BIP: 140
  Layer: Consensus (soft fork)
  Title: Normalized TXID
  Author: Christian Decker 
  Comments-Summary: No comments yet.
  Comments-URI: https://github.com/bitcoin/bips/wiki/Comments:BIP-0140
  Status: Draft
  Type: Standards Track
  Created: 2015-10-14
  License: PD
== Abstract ==
This BIP describes the use of normalized transaction IDs (NTXIDs) in order to eliminate transaction malleability, both in the third-party modification scenario as well as the participant modification scenario. The transaction ID is normalized by removing the signature scripts from transactions before computing its hash. The normalized transaction hashes are then used during the signature creation and signature verification of dependent transactions.
== Motivation ==
Transaction malleability refers to the fact that transactions can be modified, either by one of the signers by re-signing the transaction or a third-party by modifying the signature representation. This is a problem since any modification to the serialized representation also changes the hash of the transaction, which is used by spending transaction to reference the funds that are being transferred.
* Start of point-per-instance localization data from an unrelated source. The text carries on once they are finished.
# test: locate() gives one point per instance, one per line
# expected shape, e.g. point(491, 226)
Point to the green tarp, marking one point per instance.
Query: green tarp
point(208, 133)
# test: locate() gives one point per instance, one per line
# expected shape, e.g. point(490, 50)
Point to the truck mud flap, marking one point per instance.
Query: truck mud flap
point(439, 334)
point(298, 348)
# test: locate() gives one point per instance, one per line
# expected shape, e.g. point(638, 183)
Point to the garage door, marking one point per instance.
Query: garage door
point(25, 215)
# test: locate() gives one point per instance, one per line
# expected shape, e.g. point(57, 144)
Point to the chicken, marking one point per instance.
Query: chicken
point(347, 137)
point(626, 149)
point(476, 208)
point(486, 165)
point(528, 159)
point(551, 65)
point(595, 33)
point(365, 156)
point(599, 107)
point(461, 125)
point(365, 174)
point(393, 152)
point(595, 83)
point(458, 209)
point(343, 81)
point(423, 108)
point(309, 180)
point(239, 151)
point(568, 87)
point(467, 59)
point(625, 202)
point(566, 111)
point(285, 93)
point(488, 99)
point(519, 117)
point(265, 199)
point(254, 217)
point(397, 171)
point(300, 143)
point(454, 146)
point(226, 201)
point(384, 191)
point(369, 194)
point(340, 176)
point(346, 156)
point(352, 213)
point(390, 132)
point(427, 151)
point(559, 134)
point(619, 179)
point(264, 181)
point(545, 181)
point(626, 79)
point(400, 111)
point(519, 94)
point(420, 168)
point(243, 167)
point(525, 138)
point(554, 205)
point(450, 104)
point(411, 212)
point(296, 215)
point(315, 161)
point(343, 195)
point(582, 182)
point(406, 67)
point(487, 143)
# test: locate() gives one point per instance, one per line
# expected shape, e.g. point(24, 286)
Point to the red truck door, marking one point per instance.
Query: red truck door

If a transaction is modified and later confirmed by ending up in the blockchain all transactions that depended on the original transaction are no longer valid, and thus orphaned.
BIPs 62[[[https://github.com/bitcoin/bips/blob/master/bip-0062.mediawiki|BIP 62 - Dealing with malleability]]] and 66[[[https://github.com/bitcoin/bips/blob/master/bip-0066.mediawiki|BIP 66 - Strict DER signatures]]] alleviate the problem of third-party modification by defining a canonical representation of the signatures. However, checking the canonical representation is complex and may not eliminate all sources of third-party malleability. Furthermore, these BIPs do not address modifications by one of the signers, i.e., re-signing the transaction, because signers can produce any number of signatures due to the random parameter in ECDSA.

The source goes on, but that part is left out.